Machine learning and Deep learning applications in Stock Price Prediction: Top trend and bibliometric analysis
محورهای موضوعی : journal of Artificial Intelligence in Electrical EngineeringArash Salehpour 1 , Karim Samadzamini 2
1 - Department of Computer Engineering, Faculty of Electrical and Computer Engineering, University of Tabriz, Tabriz, Iran
2 - Department of Computer Engineering, University College of Nabi Akram, 51839-18993, Tabriz, Iran
کلید واژه: Stock Price Prediction, Bibliometric, Financial Markets, Deep Learning, Machine Learning,
چکیده مقاله :
This paper conducts an exhaustive bibliometric examination of Machine Learning and Deep Learning applications in Stock Price Prediction from 2013 to 2022. The stock market's economic significance and volatility underscore the interest in predictive models. Numerous studies use techniques like Support Vector Machines, Neural Networks, and Reinforcement Learning to forecast market trends. Complexities, including uncertainty and data density, pose challenges in financial forecasting. The study employs Scopus and advanced visualization tools for trend analysis. Queries focusing on "Deep learning," "Machine learning," and "Stock price prediction" yielded 131 papers from 93 sources.
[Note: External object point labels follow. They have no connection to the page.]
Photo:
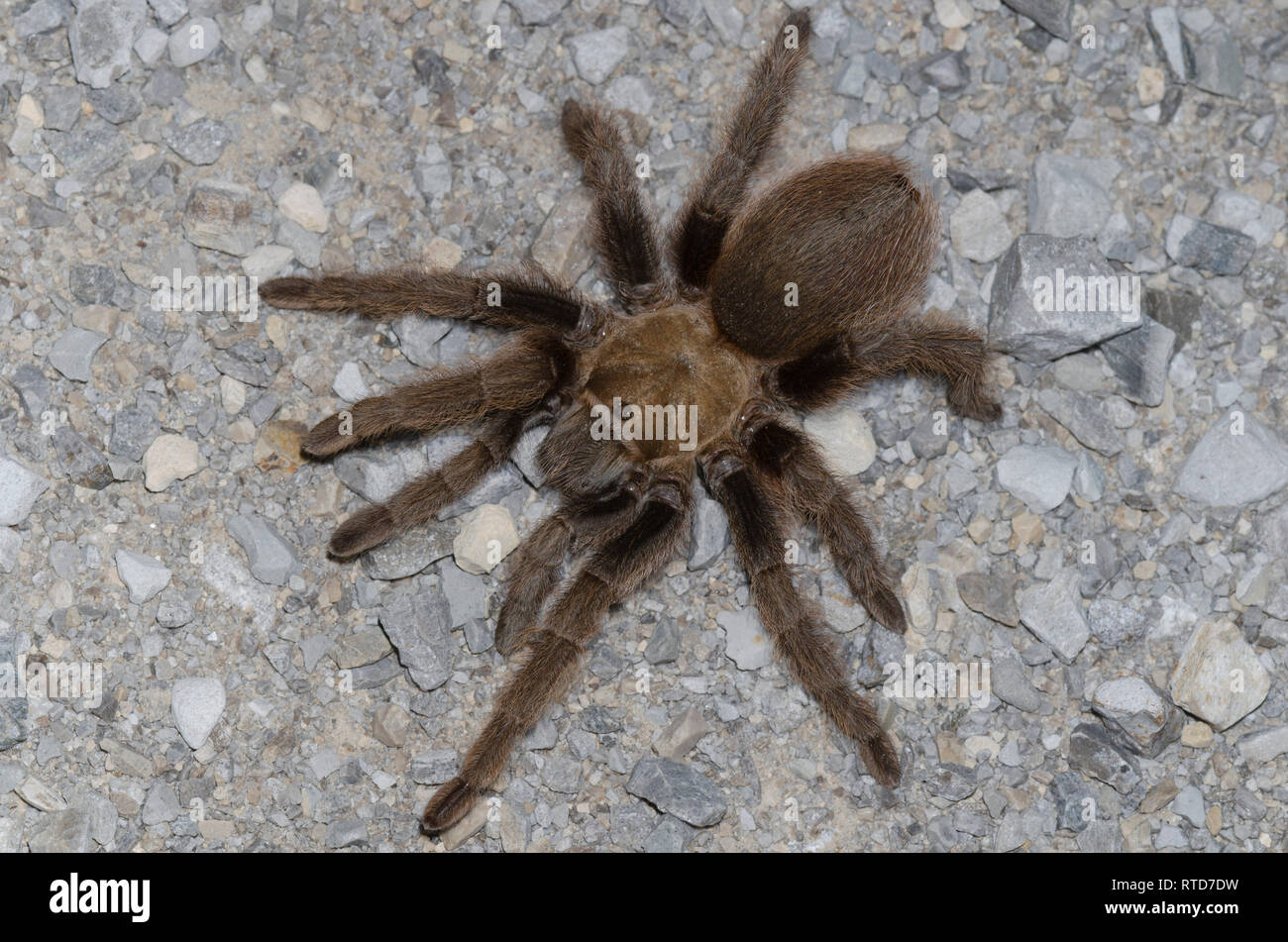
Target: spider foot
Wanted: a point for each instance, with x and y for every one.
(883, 603)
(365, 529)
(973, 401)
(288, 292)
(452, 802)
(331, 435)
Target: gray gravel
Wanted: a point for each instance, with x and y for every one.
(1112, 549)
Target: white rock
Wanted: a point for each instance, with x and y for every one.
(143, 576)
(953, 14)
(979, 228)
(1039, 475)
(301, 203)
(746, 641)
(167, 460)
(487, 537)
(197, 703)
(232, 392)
(267, 262)
(193, 42)
(1219, 678)
(40, 795)
(844, 439)
(1263, 745)
(349, 383)
(20, 489)
(151, 46)
(1054, 614)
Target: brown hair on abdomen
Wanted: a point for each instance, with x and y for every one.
(857, 236)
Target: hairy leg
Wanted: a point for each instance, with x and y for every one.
(515, 378)
(584, 523)
(623, 228)
(717, 194)
(930, 345)
(787, 457)
(614, 571)
(509, 301)
(420, 499)
(799, 632)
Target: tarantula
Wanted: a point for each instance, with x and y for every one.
(707, 325)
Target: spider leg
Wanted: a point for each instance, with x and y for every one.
(509, 301)
(516, 377)
(623, 228)
(616, 569)
(535, 568)
(931, 345)
(417, 501)
(717, 194)
(789, 459)
(799, 632)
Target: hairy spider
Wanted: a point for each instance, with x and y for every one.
(702, 326)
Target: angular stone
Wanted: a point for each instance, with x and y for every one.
(563, 245)
(844, 439)
(1136, 714)
(167, 460)
(596, 54)
(678, 789)
(143, 576)
(1219, 678)
(978, 227)
(709, 533)
(64, 831)
(1237, 461)
(218, 216)
(1039, 475)
(408, 554)
(487, 537)
(1140, 358)
(419, 627)
(1265, 744)
(197, 703)
(1070, 196)
(1052, 16)
(1218, 63)
(746, 642)
(102, 34)
(991, 594)
(72, 354)
(1094, 752)
(20, 489)
(1164, 29)
(1216, 249)
(271, 560)
(193, 42)
(1010, 683)
(1054, 614)
(1081, 414)
(1022, 318)
(201, 142)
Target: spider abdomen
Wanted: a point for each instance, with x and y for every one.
(842, 246)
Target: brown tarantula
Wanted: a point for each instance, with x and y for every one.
(854, 237)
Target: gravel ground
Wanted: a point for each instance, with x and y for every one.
(1112, 552)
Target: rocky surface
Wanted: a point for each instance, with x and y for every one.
(1112, 551)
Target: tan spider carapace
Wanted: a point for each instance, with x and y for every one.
(708, 326)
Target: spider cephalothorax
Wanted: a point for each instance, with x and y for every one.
(707, 327)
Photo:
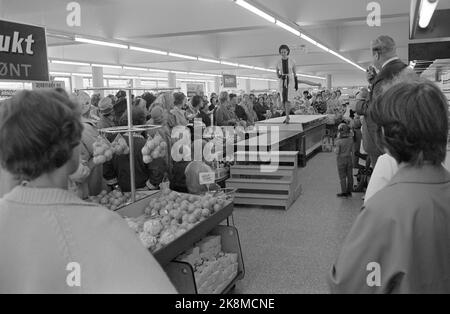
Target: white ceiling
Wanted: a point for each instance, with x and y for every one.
(218, 29)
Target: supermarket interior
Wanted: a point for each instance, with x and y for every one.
(225, 146)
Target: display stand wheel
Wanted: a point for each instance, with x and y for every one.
(182, 274)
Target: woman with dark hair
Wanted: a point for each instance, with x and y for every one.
(402, 233)
(260, 109)
(286, 72)
(117, 170)
(47, 234)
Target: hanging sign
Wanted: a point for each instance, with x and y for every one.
(50, 84)
(229, 81)
(23, 52)
(207, 177)
(7, 93)
(194, 89)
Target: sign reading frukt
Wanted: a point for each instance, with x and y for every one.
(23, 52)
(51, 84)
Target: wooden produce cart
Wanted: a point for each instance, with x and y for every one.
(182, 273)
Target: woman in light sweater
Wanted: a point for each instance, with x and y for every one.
(51, 241)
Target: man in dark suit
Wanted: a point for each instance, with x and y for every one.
(389, 67)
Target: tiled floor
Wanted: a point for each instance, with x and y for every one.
(292, 251)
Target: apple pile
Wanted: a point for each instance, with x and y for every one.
(103, 151)
(114, 199)
(154, 148)
(171, 215)
(120, 146)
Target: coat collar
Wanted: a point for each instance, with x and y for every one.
(43, 196)
(427, 174)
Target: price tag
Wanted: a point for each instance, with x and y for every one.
(207, 177)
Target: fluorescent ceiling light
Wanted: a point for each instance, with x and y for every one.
(255, 10)
(99, 42)
(191, 80)
(208, 60)
(82, 74)
(208, 74)
(322, 47)
(153, 78)
(311, 76)
(334, 53)
(288, 28)
(107, 66)
(260, 69)
(229, 63)
(70, 63)
(246, 66)
(60, 73)
(112, 76)
(177, 55)
(307, 38)
(159, 70)
(158, 52)
(135, 68)
(427, 8)
(195, 73)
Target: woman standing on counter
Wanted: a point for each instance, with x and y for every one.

The analysis reveals a 36.55% annual growth rate, with China, India, and South Korea as leading contributors. The recurring and co-citation networks illuminate influential papers and prominent themes. "Automated news reading: Stock price prediction based on financial news using context-capturing features" emerges as a pivotal document. Thematic maps highlight evolving trends like "neural networks" and "financial markets." Applying Lotka's Law uncovers uneven author contributions. The paper emphasizes electronic trading, deep learning, and investment themes in stock price prediction research. This analysis offers insights into research trends, influential authors, and emerging themes. It is a valuable resource for researchers, practitioners, and policy-makers exploring the fusion of machine learning, deep learning, and stock price prediction.